Hazırlanışı: Büyükçe bir tencerede orta ateş üzerinde zeytinyağını ısıtın. Sarmısak ve soğanı ekleyip yumuşayana dek 6-7 dakika kavurun. Patlıcanları ekleyip her taraflarına zeytinyağı değecek şekilde karıştırarak biraz kavurun. Biberleri de ekleyip karıştırın. Bir defne yaprağı koyup kapağı kapalı olarak kısık ateşte 10 dakika pişirin. Domates, kabak, kekik ve fesleğeni ekleyin, iyice karıştırın ve kısık ateşte patlıcanlar pişene dek (yaklaşık 15 dakika) pişirin.
Mutfak hiyerarşisinde roller
Auguste Escoffier’nin geliştirdiği restoran mutfaklarının hiyerarşik yapılanmasında en önemli bazı rolleri aşağıda veriyorum.
Chef de cuisine (Mutfak şefi) Mutfağın patronu, tüm yönetim işlevini yerine getiren kişi (’Şef dö küizin’ okunur).
Sous-chef de cuisine (Yardımcı mutfak şefi) Şeften aldığı direktiflerle mutfağı yöneten ve şefin olmadığı zamanlarda şeflik yapan kişi (’Suğ-şef’ okunur).
Chef de partie (Kıdemli şef) Belli bir istasyonun (örneğin soğuk yemekler) yönetiminden sorumlu kişi.

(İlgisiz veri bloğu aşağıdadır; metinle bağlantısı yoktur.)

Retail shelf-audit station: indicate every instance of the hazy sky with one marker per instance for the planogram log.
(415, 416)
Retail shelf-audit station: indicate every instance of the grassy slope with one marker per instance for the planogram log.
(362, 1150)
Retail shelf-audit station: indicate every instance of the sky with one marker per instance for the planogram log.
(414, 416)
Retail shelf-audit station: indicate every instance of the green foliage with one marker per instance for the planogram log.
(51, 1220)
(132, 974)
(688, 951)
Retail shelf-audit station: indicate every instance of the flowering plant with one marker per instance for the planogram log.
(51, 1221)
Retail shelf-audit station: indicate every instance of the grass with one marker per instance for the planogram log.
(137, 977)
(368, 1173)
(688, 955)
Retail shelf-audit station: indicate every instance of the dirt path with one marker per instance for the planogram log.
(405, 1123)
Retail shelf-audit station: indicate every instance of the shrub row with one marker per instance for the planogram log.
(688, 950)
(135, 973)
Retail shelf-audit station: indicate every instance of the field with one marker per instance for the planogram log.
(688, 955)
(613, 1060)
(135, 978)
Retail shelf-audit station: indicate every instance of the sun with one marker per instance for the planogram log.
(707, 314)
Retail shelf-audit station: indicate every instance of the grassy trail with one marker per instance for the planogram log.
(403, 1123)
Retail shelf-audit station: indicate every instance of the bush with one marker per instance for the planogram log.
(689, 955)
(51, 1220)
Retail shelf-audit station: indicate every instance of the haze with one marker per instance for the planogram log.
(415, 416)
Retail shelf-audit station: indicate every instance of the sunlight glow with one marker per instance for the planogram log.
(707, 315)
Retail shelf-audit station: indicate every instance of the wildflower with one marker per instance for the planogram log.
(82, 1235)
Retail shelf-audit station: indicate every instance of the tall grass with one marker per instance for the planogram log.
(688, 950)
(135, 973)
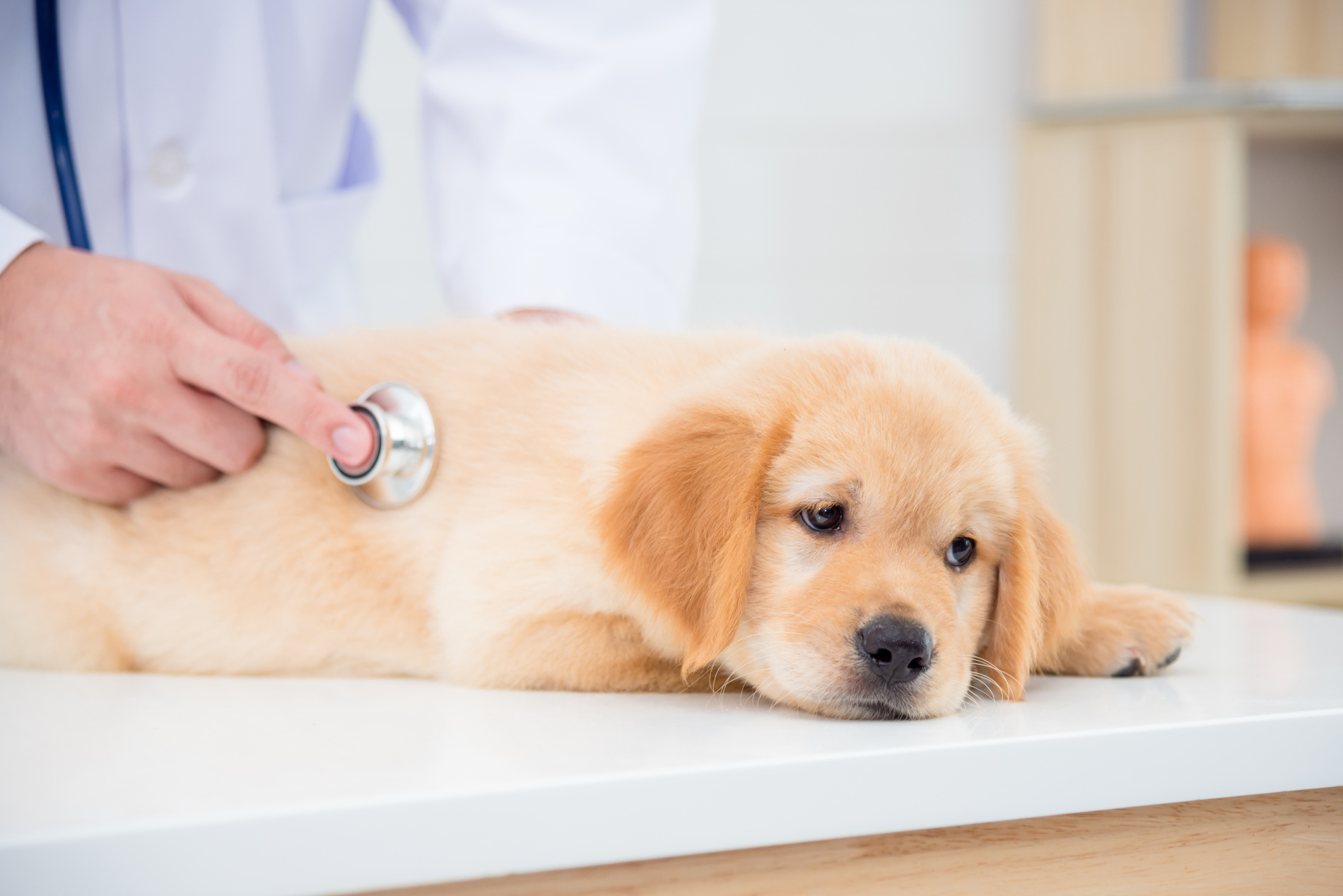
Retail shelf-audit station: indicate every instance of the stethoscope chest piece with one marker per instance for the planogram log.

Daha az önemli istasyonlarda çalışanlara demi-chef deniyor. (’Şef dö parti’ ve ’dömi-şef’ okunuyorlar).
Cuisinier (Aşçı) Belli istasyonlarda bazı yemekleri hazırlayan kişilere bu isim veriliyor (’Küiziniye’ okunur).
Commis (Kıdemsiz aşçı) Belli bir istasyonda, chef de partie’ye rapor ederek çalışır. (’Komi’ okunur).
Plongeur (Bulaşıkçı) Filmde Linguini karakterinin üstlendiği ilk rol. Patates soymak gibi ön hazırlık için de kullanılır (’plonjör’ okunur).
PEYNİR KEKİNE BİR HAFTA ARA
Bu hafta sizlere peynir keki tariflerime devam edeceğimin sözünü vermiştim ama bu çok hoş film araya girdiğinden, tarifleri önümüzdeki haftaya bırakıyorum. Yalnız, çok sayıda okurum benden peynir keki yaparken hangi peyniri kullanmaları gerektiğini sorduğundan, onları hemen yanıtlamalıyım. Kutu üzerinde "Pınar Krem Peynir" yazan peyniri kullanmalısınız.